Title

Decision-making by Adolescents and Parents of Children with Cancer Regarding Health Research Participation

Document Type

Article

Publication Date

9-3-2009

Journal

Pediatrics

Volume

124

Issue

3

First Page

959

Last Page

965

URL with Digital Object Identifier

http://dx.doi.org/10.1542/peds.2008-2878

Abstract

Background: Low rates of participation of adolescents and young adults (AYAs) in clinical oncology trials may contribute to poorer outcomes. Factors that influence the decision of AYAs to participate in health research and whether these factors are different from those that affect the participation of parents of children with cancer.

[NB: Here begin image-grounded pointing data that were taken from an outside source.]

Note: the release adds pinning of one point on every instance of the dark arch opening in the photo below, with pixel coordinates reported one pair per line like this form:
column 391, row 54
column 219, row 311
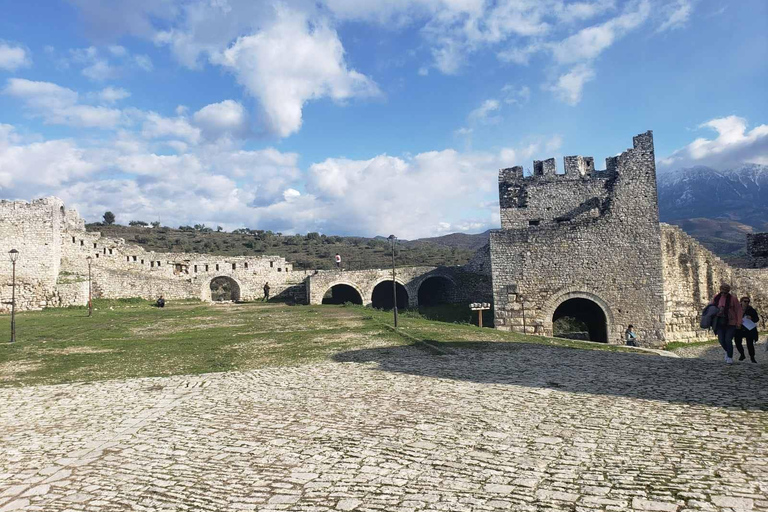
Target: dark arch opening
column 225, row 289
column 341, row 294
column 579, row 319
column 436, row 290
column 382, row 296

Methods: This is a secondary analysis of data from validated questionnaires provided to adolescents (>12 years old) diagnosed with cancer and parents of children with cancer at 3 sites in Canada (Halifax, Vancouver, and Montreal) and 2 in the United States (Atlanta, GA, and Memphis, TN). Respondents reported their own research participation and cited factors that would influence their own decision to participate in, or to provide parental authorization for their child to participate in health research.

Results: Completed questionnaire rates for AYAs and parents were 86 (46.5%) of 185 and 409 (65.2%) of 627, respectively. AYAs (n = 86 [67%]) and parents (n = 409 [85%]) cited that they would participate in research because it would help others. AYAs perceived pressure by their family and friends (16%) and their physician (19%). Having too much to think about at the time of accrual was an impediment to both groups (36% AYAs and 47% parents). The main deterrent for AYAs was that research would take up too much time (45%). Nonwhite parents (7 of 56 [12.5%]) were more apt to decline than white parents (12 of 32 [3.7%]; P < .01).

Conclusions: AYAs identified time commitment and having too much to think about as significant impediments to research participation. Addressing these barriers by minimizing time requirements and further supporting decision-making may improve informed consent and impact on enrollment in trials.